After a taxing, travel-filled year working with the Federal Emergency Management Agency (FEMA), Lunsford began working with FedEx as a temporary stop while exploring next steps. With her children grown and exploring their adult lives, Lunsford was looking for a major career shift and was open to whatever that looked like.
“You are never too old to learn something new. I feel learning new things and stepping outside of one’s comfort zone and taking on a challenge is very important for self-development and career growth.” – Dana Lunsford, Welding Student in ATDM Program
An internet search about programs in welding – a trade she had always been interested in learning more about– led her to ATDM, which immediately caught her attention.
Now several weeks into the welding track of ATDM, Lunsford is fascinated with the different welding types and applications she is learning. The program trains students like Lunsford to American Welding Society standards in 10 nationally recognized certifications.
Like Concepcion and Williams, Lunsford is already engaging with industry and working on her resume and is not bound to any one location.
“There are a lot of excellent career prospects out there,” she said. “We’ll see where it takes me.”
Upskilling the Military
Marine Corporal Ahgden Haversack and Sergeant Lionel Moss were hand selected by their seniors to participate in the Additive Manufacturing cohort of the ATDM program. Haversack had completed a U.S. Marine Corps additive manufacturing course and had done some 3D printing for aircraft while Moss had worked as a machinist for rotary aircraft parts. Both received some formal training but were still learning a lot on the job.
Today they are two of the 11 active-duty military participants in the additive manufacturing cohort of ATDM. While ATDM primarily develops the civilian workforce needed to produce equipment and parts, military personnel also benefit from having formal training.
“Invaluable” is how Haversack describes the rapid, hands-on learning and instruction ATDM provides. He says that this course is helping him to kick bad habits he may have developed and is providing him the foundational knowledge needed to improve and expand the way he manages operations in San Diego.
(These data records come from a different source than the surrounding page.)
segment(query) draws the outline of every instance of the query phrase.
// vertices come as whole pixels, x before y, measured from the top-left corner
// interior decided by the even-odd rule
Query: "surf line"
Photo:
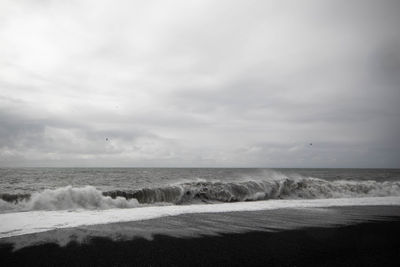
[[[0,214],[0,238],[45,232],[57,228],[142,221],[190,213],[221,213],[285,208],[324,208],[338,206],[381,205],[400,206],[400,197],[265,200],[222,204],[149,206],[130,209],[81,209],[74,211],[57,210],[4,213]]]

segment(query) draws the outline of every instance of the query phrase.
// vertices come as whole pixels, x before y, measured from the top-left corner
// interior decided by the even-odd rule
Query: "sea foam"
[[[388,205],[399,206],[400,197],[268,200],[214,205],[147,206],[134,209],[15,212],[0,214],[0,238],[45,232],[57,228],[149,220],[181,214]]]
[[[0,200],[0,209],[3,211],[111,209],[133,208],[137,207],[138,204],[136,199],[104,196],[101,191],[93,186],[80,188],[66,186],[36,192],[30,198],[14,202],[14,204]]]

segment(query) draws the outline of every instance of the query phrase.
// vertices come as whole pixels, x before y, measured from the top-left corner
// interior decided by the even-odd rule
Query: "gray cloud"
[[[0,166],[400,167],[399,11],[3,1]]]

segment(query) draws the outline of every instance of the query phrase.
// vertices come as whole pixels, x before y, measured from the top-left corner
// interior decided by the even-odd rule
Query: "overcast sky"
[[[0,166],[400,167],[399,14],[1,0]]]

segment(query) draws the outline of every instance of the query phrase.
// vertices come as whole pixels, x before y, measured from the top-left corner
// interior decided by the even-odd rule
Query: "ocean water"
[[[0,169],[0,213],[384,196],[399,169]]]
[[[251,216],[257,215],[257,218],[253,218],[255,221],[264,222],[269,216],[265,212],[273,210],[286,211],[283,212],[286,215],[280,217],[279,225],[293,221],[293,212],[300,210],[300,213],[308,215],[297,218],[294,225],[302,227],[308,218],[312,221],[308,226],[315,226],[327,222],[323,219],[325,215],[315,217],[315,214],[330,212],[326,209],[332,207],[351,207],[352,213],[347,216],[348,219],[342,220],[342,223],[347,223],[378,216],[376,211],[379,208],[358,212],[360,207],[372,206],[382,207],[385,216],[398,214],[398,209],[388,207],[400,206],[400,170],[0,169],[0,243],[27,236],[17,238],[22,240],[20,246],[31,244],[32,240],[47,240],[48,235],[40,235],[39,238],[37,233],[96,225],[106,227],[110,236],[131,236],[140,229],[134,222],[151,223],[151,220],[161,217],[186,218],[190,214],[209,215],[203,223],[195,220],[197,225],[192,220],[181,222],[181,219],[176,219],[171,226],[164,225],[162,220],[163,231],[168,233],[175,231],[174,227],[186,229],[191,225],[190,229],[194,227],[200,232],[211,228],[212,232],[221,232],[224,227],[213,226],[215,220],[220,220],[217,218],[225,218],[222,225],[230,225],[235,221],[237,225],[232,224],[233,228],[249,230],[259,225],[249,225],[247,215],[243,215],[243,212],[253,212]],[[225,215],[215,215],[221,213]],[[341,218],[337,212],[330,216],[328,221],[332,222],[335,221],[332,218]],[[116,223],[122,223],[122,228],[131,230],[122,234],[121,227],[116,227]],[[159,222],[152,223],[158,225]],[[84,232],[91,235],[89,232],[92,231]],[[74,236],[71,234],[65,240]]]

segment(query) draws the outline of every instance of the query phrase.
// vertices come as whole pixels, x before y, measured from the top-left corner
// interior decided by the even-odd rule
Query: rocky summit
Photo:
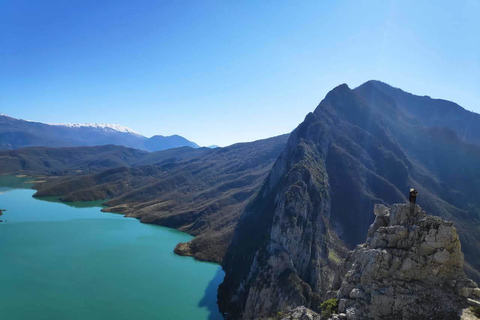
[[[418,205],[375,205],[367,241],[337,275],[338,307],[347,319],[460,319],[480,298],[463,271],[452,222]],[[343,274],[342,274],[343,273]]]

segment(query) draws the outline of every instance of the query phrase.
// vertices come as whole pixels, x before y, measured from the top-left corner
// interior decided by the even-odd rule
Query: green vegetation
[[[334,263],[337,263],[337,264],[342,261],[340,259],[340,257],[338,256],[338,254],[335,251],[333,251],[332,249],[330,249],[328,251],[328,259],[331,260]]]
[[[320,304],[320,308],[322,309],[322,313],[320,314],[321,319],[328,319],[331,317],[332,314],[338,312],[338,299],[328,299],[323,301]]]
[[[470,307],[470,311],[477,317],[480,318],[480,307]]]

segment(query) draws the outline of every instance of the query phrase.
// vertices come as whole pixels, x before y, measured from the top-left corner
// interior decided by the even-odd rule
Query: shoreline
[[[10,174],[4,173],[4,174],[1,174],[1,175],[2,176],[12,176],[12,177],[16,177],[16,178],[19,178],[19,179],[31,178],[31,180],[24,181],[23,183],[25,183],[27,185],[30,185],[30,189],[36,190],[37,192],[38,192],[39,184],[47,182],[49,180],[54,180],[56,178],[55,176],[48,176],[48,175],[41,175],[41,174],[24,174],[24,173],[10,173]],[[42,179],[42,180],[40,180],[40,179]],[[110,200],[110,199],[99,199],[99,200],[87,200],[87,201],[66,201],[66,200],[62,199],[62,195],[40,196],[40,197],[38,197],[38,196],[35,196],[35,194],[36,193],[34,193],[32,195],[32,197],[36,198],[38,200],[42,200],[42,198],[43,198],[44,199],[43,201],[48,201],[47,200],[48,198],[50,198],[50,199],[55,198],[55,200],[57,200],[57,202],[63,203],[65,205],[75,204],[75,203],[88,203],[88,202],[93,202],[93,201],[108,202]],[[105,213],[121,214],[125,218],[137,219],[142,224],[161,226],[161,227],[174,229],[174,230],[177,230],[179,232],[186,233],[189,236],[192,236],[193,238],[188,242],[177,243],[172,250],[176,255],[178,255],[180,257],[191,257],[191,258],[193,258],[197,261],[200,261],[200,262],[208,262],[208,263],[213,263],[213,264],[221,266],[221,260],[201,258],[201,257],[195,255],[194,253],[192,253],[190,251],[191,250],[190,243],[196,238],[195,235],[193,235],[193,234],[191,234],[187,231],[179,230],[178,228],[171,227],[171,226],[168,226],[168,225],[155,223],[155,222],[144,222],[144,221],[141,221],[141,219],[139,217],[126,215],[124,212],[121,211],[122,209],[128,209],[128,208],[129,208],[128,204],[119,204],[119,205],[116,205],[114,207],[110,207],[108,205],[102,205],[100,211],[105,212]],[[116,211],[117,209],[119,209],[119,210]],[[0,216],[1,216],[1,214],[0,214]]]

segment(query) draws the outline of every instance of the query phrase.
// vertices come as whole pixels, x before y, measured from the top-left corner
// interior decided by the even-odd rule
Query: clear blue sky
[[[0,113],[224,146],[370,79],[480,112],[479,17],[479,0],[0,0]]]

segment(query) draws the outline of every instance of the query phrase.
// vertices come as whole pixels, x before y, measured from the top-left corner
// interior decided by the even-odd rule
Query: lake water
[[[25,180],[0,176],[0,319],[222,319],[221,268],[173,253],[191,236],[32,198]]]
“I have all this knowledge that I didn’t have before,” he said. “The parts that I made that I thought were perfect before I got here might not be perfect now because I have a higher standard. I can produce a better product and give the military a better product.”
Having Marines like Haversack and Moss be able to create more parts themselves will save the military time and money.
“We’re hitting this thing at both ends now,” Moss said. “Any time there’s a problem, it’s either we can 3D print it or we can machine it out of metal and get that bird back in the air.”
Haversack and Moss are the most experienced students in the cohort, which allows them to rebuild and expand their knowledge while also helping others in the class. One of the students they have worked with is Chief Petty Officer Jonathan Zlocki, a Coast Guard electrician who spent most of his career wiring ships and other infrastructure. Upon his completion of the program, Zlocki will be standing up an additive manufacturing facility for the Coast Guard in New Orleans.
“When I go back, I can more effectively use the training I’m getting here to train others and manufacture parts,” Zlocki said.